# Vostok Amphibia Scuba Dude



## PC-Magician (Apr 29, 2013)

Hi,

Can anyone please explain what the problems is with the standard steel bracelet on an Amphibia.

And can it be improved while I find a replacement.


----------



## chris.ph (Dec 29, 2011)

there is nothing wrong with it if you shave your wrists because it will pluck every hair out of the said wrist if you dont shave it, you can improve it by covering the inside with masking tape so it cant exfoliate your wrist


----------



## Lampoc (Oct 31, 2010)

The standard bracelet is garbage. Apparently you can improve it by giving the underside a good scrub with a wire brush, but personally I always change it as soon as possible for something more comfortable.


----------



## Miterant (Feb 27, 2012)

As Lampoc said, standard bracelet is garbage.

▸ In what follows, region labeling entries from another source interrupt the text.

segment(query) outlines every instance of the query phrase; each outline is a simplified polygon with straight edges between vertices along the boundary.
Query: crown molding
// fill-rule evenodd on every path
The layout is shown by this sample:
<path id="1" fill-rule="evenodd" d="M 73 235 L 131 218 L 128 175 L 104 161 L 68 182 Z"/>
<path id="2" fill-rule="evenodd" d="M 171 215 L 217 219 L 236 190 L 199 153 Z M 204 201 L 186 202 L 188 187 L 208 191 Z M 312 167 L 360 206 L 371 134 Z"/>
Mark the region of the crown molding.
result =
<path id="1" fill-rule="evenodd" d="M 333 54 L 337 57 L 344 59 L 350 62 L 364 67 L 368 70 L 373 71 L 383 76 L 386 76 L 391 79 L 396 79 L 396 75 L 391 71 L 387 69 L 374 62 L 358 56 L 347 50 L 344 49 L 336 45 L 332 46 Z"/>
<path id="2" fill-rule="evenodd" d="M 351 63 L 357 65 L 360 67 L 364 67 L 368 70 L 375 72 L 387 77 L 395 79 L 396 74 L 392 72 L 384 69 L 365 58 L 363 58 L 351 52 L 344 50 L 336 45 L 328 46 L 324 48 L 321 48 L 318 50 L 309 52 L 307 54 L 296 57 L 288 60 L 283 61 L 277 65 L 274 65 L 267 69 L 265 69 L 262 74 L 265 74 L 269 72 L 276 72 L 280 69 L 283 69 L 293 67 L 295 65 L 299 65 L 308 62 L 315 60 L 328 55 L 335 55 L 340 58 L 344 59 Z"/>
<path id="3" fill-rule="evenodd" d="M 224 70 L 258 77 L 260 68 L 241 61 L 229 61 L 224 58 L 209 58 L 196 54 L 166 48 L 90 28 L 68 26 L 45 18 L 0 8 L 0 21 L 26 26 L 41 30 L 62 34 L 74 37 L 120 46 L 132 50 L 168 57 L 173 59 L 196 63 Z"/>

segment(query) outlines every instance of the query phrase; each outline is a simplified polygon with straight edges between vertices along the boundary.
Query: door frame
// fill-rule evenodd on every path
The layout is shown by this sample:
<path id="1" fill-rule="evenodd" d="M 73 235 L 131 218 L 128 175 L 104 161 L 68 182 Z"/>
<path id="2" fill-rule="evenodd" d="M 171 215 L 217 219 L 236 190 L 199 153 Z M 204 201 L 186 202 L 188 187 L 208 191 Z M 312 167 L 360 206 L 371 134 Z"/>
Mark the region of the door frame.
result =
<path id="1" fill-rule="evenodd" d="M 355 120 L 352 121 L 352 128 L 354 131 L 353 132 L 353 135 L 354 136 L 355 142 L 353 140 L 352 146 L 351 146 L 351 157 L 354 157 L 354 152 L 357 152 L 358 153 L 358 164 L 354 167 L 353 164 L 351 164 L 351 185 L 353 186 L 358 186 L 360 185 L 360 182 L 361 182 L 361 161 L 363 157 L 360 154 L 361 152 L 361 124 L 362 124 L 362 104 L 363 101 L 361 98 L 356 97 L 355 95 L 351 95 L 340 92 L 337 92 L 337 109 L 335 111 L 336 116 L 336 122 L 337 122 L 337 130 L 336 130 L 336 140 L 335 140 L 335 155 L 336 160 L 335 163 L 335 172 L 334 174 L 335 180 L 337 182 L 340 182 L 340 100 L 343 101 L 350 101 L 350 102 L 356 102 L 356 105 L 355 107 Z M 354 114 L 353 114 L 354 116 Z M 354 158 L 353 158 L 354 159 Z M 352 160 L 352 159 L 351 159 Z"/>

I use the rubber strap with my amphibia.

But on leather strap looks good too.


----------



## luckywatch (Feb 2, 2013)

Wow Pavel, looks 1st class on the orange rubber job. I want one. :thumbup:


----------



## Miterant (Feb 27, 2012)

luckywatch said:


> Wow Pavel, looks 1st class on the orange rubber job. I want one. :thumbup:


This rubber is from timefactors.

I've got it together with the watch, and I very like it.


----------